O velho do Restelo (ou será de Belém?)
Só hoje reparei que as secratária de estado dos Transportes, Ana Paula Vitorino, chamou "velhos do Restelo" ao PSD por criticarem os investimentos públicos, sobretudo o TGV.
Independentemente da razão ou falta dela por parte de Ana Paula Vitorino, o que me chama a atenção é mais uma vez a utilização da figura do "Velho do Restelo" tipificando aqueles que estão contra o progresso e favorecem o imobilismo. Eu sei que esta leitura do episódio do "Velho do Restelo" é recorrente (reflectida, por exemplo, também, Wikipédia), mas nem por isso deixa de ser errada.
Errada porquê? Quem ler com olhos de ler todo o episódio verá que o Velho do Restelo está longe de ser uma personagem que Camões trata com desprezo. Bem pelo contrário, conforme eu já escrevi, no meu outro blog, Humanae Litterae (que, diga-se a bem da verdade, anda um bocadinho abandonado, mas o tempo não me permite, para já, ser mais assíduo), num artigo chamado "Em defesa do Velho do Restelo".
Mas, para quem não tiver paciência para ler o artigo (é um bocadinho longo), sempre pode recorrer à entrada Velho do Restelo da História da Literatura Portuguesa (Universal), que termina assim:
O Velho do Restelo representa o conhecimento experiente do mundo e da alma, de forma dramática e profundamente humana. Incarna uma corrente de ideias que, no fundo, está consciente dos aspectos negativos do feito épico que Camões conta.
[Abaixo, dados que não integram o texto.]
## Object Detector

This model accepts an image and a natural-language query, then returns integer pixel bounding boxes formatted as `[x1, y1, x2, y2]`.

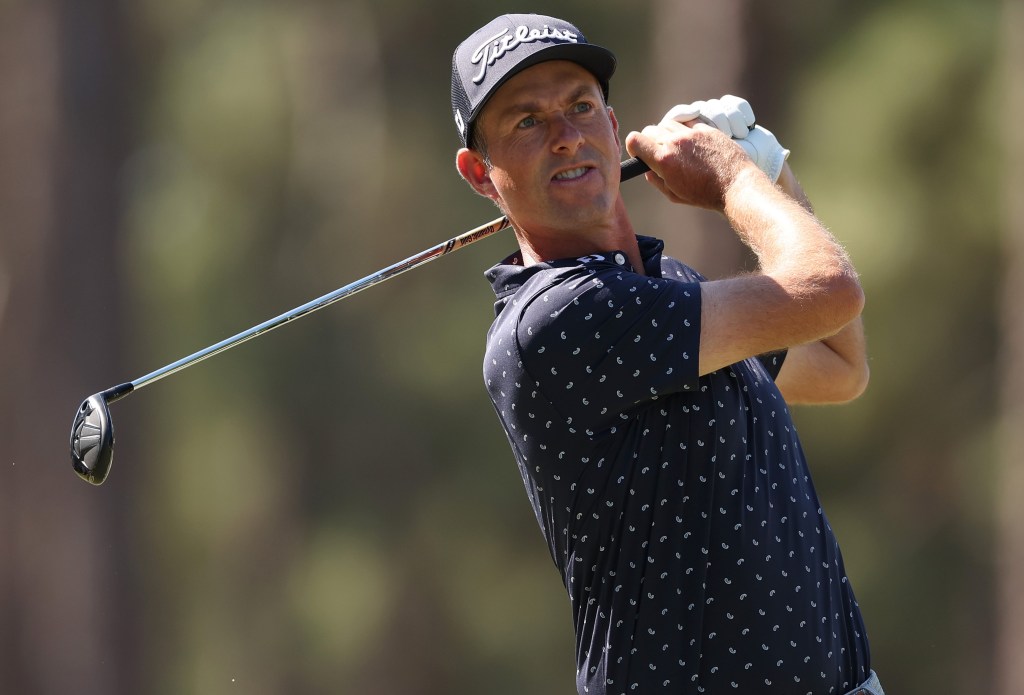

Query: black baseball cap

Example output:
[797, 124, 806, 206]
[452, 14, 615, 144]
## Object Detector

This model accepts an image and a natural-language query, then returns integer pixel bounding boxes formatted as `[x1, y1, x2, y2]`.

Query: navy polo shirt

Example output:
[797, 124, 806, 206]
[483, 236, 869, 695]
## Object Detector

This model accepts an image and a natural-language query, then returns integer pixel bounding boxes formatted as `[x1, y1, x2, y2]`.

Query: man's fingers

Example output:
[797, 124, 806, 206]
[662, 101, 705, 123]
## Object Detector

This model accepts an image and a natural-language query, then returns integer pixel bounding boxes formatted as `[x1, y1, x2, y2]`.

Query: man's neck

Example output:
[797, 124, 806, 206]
[513, 195, 647, 275]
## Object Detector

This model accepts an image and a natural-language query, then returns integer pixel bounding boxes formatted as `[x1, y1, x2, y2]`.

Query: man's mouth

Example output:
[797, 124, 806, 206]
[554, 167, 590, 181]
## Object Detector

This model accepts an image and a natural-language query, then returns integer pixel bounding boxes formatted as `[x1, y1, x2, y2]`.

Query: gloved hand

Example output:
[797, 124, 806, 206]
[663, 94, 790, 181]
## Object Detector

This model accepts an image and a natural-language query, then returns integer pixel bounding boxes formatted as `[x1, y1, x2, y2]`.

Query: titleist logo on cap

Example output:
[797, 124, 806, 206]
[470, 25, 580, 84]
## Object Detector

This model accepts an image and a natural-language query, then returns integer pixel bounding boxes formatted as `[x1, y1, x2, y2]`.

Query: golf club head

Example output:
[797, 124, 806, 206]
[71, 393, 114, 485]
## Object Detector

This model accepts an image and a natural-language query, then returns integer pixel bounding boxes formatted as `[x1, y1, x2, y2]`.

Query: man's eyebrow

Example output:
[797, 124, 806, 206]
[500, 83, 591, 118]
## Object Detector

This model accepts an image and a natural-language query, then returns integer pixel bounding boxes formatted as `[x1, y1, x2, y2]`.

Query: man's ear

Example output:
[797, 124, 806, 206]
[455, 147, 499, 203]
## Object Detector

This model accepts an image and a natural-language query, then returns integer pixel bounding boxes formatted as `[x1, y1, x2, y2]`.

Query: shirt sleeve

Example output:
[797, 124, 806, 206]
[758, 350, 787, 381]
[517, 268, 700, 428]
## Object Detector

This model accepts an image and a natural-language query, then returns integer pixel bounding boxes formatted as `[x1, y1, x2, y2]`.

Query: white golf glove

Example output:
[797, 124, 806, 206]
[663, 94, 790, 181]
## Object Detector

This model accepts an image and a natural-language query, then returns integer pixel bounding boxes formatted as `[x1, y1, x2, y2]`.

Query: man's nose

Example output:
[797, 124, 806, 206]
[551, 116, 584, 154]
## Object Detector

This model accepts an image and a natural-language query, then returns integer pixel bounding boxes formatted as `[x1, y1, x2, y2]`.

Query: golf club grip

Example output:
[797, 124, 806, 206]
[622, 157, 650, 181]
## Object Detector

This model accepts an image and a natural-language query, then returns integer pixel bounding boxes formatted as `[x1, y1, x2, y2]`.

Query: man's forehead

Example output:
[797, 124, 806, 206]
[480, 60, 602, 118]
De notar que, em Os Lusíadas, ele representa a lucidez e não tem o sentido retrógrado e agoireiro com que corre, como expressão popular.
Se calhar, era tempo das nossas elites actualizarem os seus lugares-comuns, as suas metáforas, pois, por vezes, algumas, tal como o "Velho do Restelo" baseiam-se em interpretações que não resistem a uma análise dos textos que lhe deram origem.
Aliás, como se refere no Insurgente, o inquilino de Belém parece que está a ficar um bocadinho descontente.